書斎について聞いたとき、「僕は短編小説が好きなんだ。」
という。好きな作家として、「サマーセットモーム、
ホイットマン、ヘミングウェイ、トウェイン。」の名を挙げた。

キッチンから少し離れた壁には、フレーム入りの少年の写真
―マイケルのスキャンダルとつながる少年たちの一人―
3枚が一面に飾ってあった: カリフォルニアの裏庭であどけ
なく笑っている。

大きなゲーム室は邸宅のうしろの別棟にしつらえてある。
ピンボールマシーン、射的場、ビデオゲーム、仕掛けのある
乗り物。コインの差込口はあるものの、もちろんただ。
いつまでも自由に遊べるのは、子供たちの夢。音楽もベルの
音も、ゴングや点滅する明かりも。

ゲームのひとつ、ビースト・バスターズはことのほか
魅力的だった。

長い電話のインタビューで、このよく使われているゲーム室
について質問した。
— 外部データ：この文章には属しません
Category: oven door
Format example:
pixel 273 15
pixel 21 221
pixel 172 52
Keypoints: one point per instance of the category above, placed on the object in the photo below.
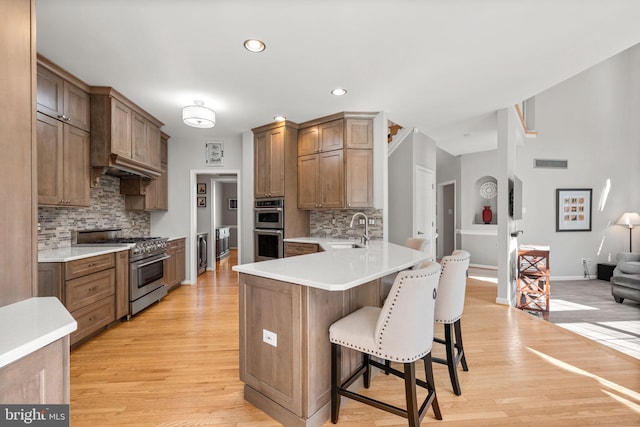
pixel 146 275
pixel 268 244
pixel 269 218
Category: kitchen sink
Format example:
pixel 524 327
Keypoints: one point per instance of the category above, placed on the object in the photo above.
pixel 344 245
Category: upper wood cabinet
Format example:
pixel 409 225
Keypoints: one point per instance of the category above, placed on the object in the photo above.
pixel 61 99
pixel 274 158
pixel 335 163
pixel 148 194
pixel 124 137
pixel 63 163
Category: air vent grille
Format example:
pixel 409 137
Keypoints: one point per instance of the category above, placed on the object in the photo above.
pixel 550 164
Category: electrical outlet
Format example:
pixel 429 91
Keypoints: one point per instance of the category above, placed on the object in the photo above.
pixel 270 338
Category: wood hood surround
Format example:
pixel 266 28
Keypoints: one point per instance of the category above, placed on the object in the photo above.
pixel 125 139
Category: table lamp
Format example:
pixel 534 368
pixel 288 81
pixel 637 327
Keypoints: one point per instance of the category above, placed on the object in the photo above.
pixel 629 219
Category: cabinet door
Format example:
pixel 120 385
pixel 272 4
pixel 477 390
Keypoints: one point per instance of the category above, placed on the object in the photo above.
pixel 359 182
pixel 49 139
pixel 331 179
pixel 50 93
pixel 331 135
pixel 77 173
pixel 308 181
pixel 170 265
pixel 122 284
pixel 180 261
pixel 76 106
pixel 139 141
pixel 359 133
pixel 261 171
pixel 308 141
pixel 120 129
pixel 276 163
pixel 153 145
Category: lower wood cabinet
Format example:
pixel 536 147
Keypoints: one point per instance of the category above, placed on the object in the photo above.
pixel 294 370
pixel 295 248
pixel 41 377
pixel 95 290
pixel 174 267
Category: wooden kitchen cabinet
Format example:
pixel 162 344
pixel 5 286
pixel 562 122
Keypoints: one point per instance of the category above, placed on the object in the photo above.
pixel 335 163
pixel 87 288
pixel 123 135
pixel 122 284
pixel 174 267
pixel 63 140
pixel 295 248
pixel 270 162
pixel 61 99
pixel 64 171
pixel 145 194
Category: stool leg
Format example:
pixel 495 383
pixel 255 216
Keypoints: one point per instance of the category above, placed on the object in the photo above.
pixel 410 391
pixel 367 372
pixel 458 330
pixel 428 371
pixel 335 381
pixel 451 360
「ぼくはビデオゲームが好きなんだ。
X-men。ピンボール。ジュラシックパーク。格闘技のモータル
コンバット。」

ビースト・バスターズについて、「すごいだろ。だけど、
暴力的過ぎるかもね。ツアーにもたいていいくつか持って
いくんだ。」「でも、0.5トンもあるビデオゲーム機は
重すぎませんか?」「ツアーは2機の貨物機で行くからね。」

私はマイケルに質問した。3人の子供たちに芸能人になること
を勧めるかどうかと。「みな好きなことをやればいい。
子供たちがなりたければ、それでいいさ。」
しかし、さらに詳しく聞くと、マイケルは自分が育った環境
とは異なるように子供たちを育てるつもりだと、言った。